Liberty colors flown 'round the world

A Liberty University flag is flown at the Geographic South Pole.Those who have been positively impacted by Liberty University have waved the school’s colors proudly, from mountaintops to the tundra of Antarctica.

One Liberty parent planted a red Liberty flag at the South Pole this winter. Maj. David Panzera, a pilot on active duty with the U.S. Air Force’s 109th Airlift Wing, made the excursion with a Liberty flag in tow on what could be his last deployment to Antarctica after flying there for 17 years.

At the time, his son, Jonathon, was a freshman. David Panzera said his desire was to acknowledge Liberty’s success as a university that seeks to produce Champions for Christ in every profession.

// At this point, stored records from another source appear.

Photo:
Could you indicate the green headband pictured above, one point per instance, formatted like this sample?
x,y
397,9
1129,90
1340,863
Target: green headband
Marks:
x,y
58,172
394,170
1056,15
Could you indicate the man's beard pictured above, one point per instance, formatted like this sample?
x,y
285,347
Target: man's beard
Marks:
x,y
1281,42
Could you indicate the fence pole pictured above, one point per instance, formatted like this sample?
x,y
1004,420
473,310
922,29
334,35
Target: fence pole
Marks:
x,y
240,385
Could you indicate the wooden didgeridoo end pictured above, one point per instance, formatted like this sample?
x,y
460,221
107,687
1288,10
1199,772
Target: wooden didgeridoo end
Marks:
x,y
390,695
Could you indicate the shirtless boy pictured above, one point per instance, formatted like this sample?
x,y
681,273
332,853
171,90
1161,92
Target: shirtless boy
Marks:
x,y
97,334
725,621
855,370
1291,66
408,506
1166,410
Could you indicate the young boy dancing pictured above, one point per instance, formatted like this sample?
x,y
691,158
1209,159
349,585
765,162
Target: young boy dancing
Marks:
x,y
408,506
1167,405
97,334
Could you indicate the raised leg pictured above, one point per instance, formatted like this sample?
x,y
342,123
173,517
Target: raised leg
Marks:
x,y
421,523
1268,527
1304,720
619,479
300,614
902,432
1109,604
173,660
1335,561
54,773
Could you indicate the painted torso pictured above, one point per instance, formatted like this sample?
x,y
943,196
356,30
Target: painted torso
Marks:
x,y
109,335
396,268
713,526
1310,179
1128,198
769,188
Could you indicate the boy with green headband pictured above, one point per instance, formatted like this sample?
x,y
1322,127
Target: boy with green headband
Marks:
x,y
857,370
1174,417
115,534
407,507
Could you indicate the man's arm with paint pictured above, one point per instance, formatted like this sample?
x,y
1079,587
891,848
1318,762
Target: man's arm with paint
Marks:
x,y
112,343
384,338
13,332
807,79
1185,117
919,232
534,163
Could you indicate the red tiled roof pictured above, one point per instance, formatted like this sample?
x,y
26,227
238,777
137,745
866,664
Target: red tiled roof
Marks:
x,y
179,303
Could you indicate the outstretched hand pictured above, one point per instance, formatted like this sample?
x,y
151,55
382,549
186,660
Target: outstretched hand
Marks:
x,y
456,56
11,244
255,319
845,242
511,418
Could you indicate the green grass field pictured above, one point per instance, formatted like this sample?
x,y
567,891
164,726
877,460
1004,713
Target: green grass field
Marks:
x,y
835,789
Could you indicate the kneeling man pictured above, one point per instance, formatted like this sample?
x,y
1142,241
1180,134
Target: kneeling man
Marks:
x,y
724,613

“For me as a parent, I’m extraordinarily happy that my son is in a Christ-centered environment,” Panzera said. “They (Liberty) really focus on a life of Christian service — a life of being a Christian first and then in another area second. I wanted to honor the school by taking a university flag to a place where Liberty has never sent a representative — the South Pole.”

The flag was flown at McMurdo Station and the Amundsen-Scott South Pole Station.

On the other side of the globe, recent graduate Dylan Nace took a spring break trip to New Hampshire to the summit of Mount Washington, the highest peak in the Northeastern United States at 6,288 feet, and posted a Liberty flag.

Nace joined his brother, Darick Nace (’12), and their friend, seminary student Nathan Cantu. Dylan Nace said they took the flag to the peak to promote Liberty, “especially in the northeast where many people have a misconception of Liberty.”

“We want to represent Liberty in any place possible,” Nace said. “The Lord has used Liberty in all of our lives.”